The 1962 Constitution of Samoa, as amended; the Citizenship Act 2004, and its modifications; the Citizenship Investment Act 2015; and international agreements signed by the Samoan government control Samoan nationality law. These laws define who is a Samoan national or who is qualified to become one. Nationality, or formal legal membership in a nation, differs from citizenship, which is a domestic connection of rights and obligations between a national and the nation.
Samoan nationality is normally acquired by either the principle of jus soli, i.e. birth in Samoa, or the rules of jus sanguinis, i.e. birth abroad to Samoan parents. It can be given to people who have lived in the country for a certain amount of time, who have contributed to its development, or who have a naturalized connection to the country. Here, nationality can be obtained at birth or later in life through naturalization.

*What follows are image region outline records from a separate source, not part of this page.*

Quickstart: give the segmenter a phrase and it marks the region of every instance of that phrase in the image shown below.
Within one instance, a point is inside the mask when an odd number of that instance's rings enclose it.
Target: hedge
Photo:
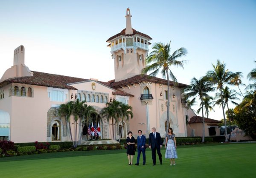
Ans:
[[[59,149],[61,148],[61,146],[59,145],[50,145],[49,146],[49,149],[52,150]]]
[[[20,146],[17,149],[17,152],[19,153],[30,153],[35,151],[35,146]]]

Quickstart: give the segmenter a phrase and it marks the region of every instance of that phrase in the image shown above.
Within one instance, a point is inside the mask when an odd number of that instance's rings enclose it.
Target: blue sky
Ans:
[[[23,44],[31,70],[113,79],[106,40],[125,28],[128,7],[132,28],[151,37],[153,44],[171,40],[172,51],[187,49],[181,59],[187,60],[184,69],[172,69],[178,82],[189,84],[219,59],[230,71],[242,72],[243,83],[249,83],[246,76],[256,67],[253,0],[2,0],[0,75],[13,65],[13,50]],[[218,106],[215,110],[209,117],[221,119]]]

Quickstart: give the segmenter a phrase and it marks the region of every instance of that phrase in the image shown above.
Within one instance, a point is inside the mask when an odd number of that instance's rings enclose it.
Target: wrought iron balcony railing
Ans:
[[[152,96],[152,94],[141,94],[140,100],[153,100],[154,98]]]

The term “nationality by birthright” refers to:
- Persons born in Samoa to at least one Samoan national parent;
- Persons who were born abroad to at least one native-born Samoan parent or grandparent.
Persons born outside of Samoa to at least one parent or grandparent who was a Samoan national and who was born outside of the country but had lived in the country for three years at the time of the child’s birth.

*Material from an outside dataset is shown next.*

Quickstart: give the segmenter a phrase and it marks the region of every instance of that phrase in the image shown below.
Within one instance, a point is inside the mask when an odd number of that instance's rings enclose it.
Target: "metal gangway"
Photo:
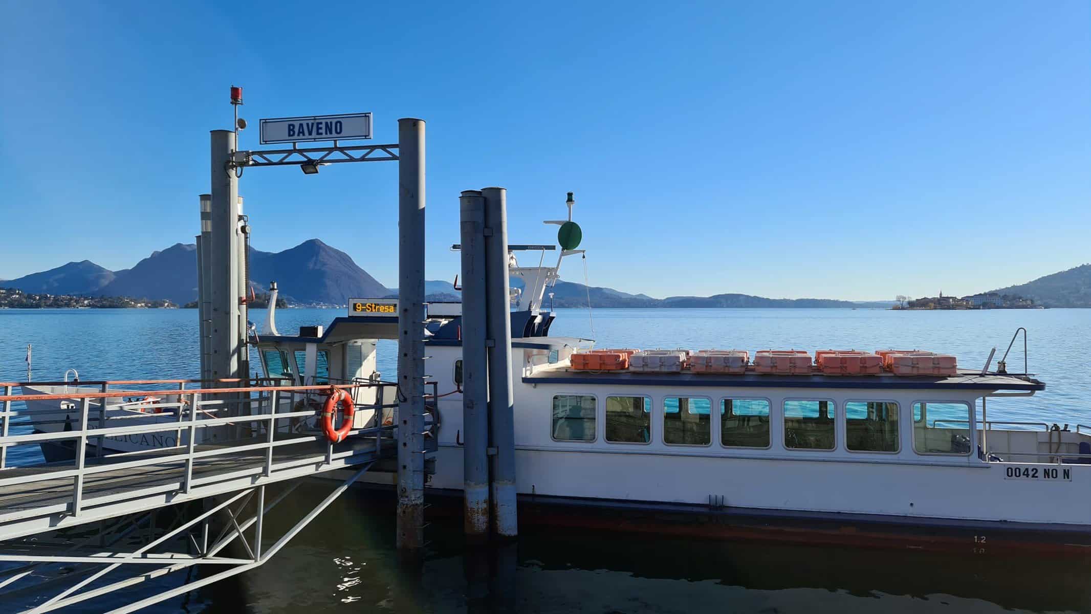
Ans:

In Samoa, regular naturalization is obtained by submitting an application to the Minister in charge of immigration administration. Applicants must show that they are of excellent moral character, that they are conversant with Samoan civics, that they want to dwell there, and that they have lived in the territory for at least five years.
For economic development or sporting achievement, a unique naturalization process is permitted for those who have rendered distinguished service to the public or nation. A minimum net worth of $2.5 million to (equal to $1,000,000 USD in 2020) and a $4 million to (equivalent to $1,400,000 USD in 2020) investment are required to participate in the program.
It also necessitates a three-year established residency and a fifteen-day annual physical presence in Samoa. Naturalization is also available to the following people:
- A Cabinet member or Minister may award nationality to someone born in Samoa (or on a Samoan ship) who is deemed stateless;
- Spouses of Samoans who have been married for five years and have lived in the territory; or
- Individuals (including their family members) who have made a major financial contribution to the country’s development.
Nationals of Samoa may abandon their citizenship if they have reached the age of majority, are of legal age, and have acquired another nationality. Denaturalization may occur if a person got nationality through fraud, false representation, or concealment; if they performed disloyal or treasonous acts; or if a naturalized Samoan has obtained residence outside of the country. Denaturalisation can occur if a person who has earned nationality by investment fails to make the needed investment or maintain the required net worth.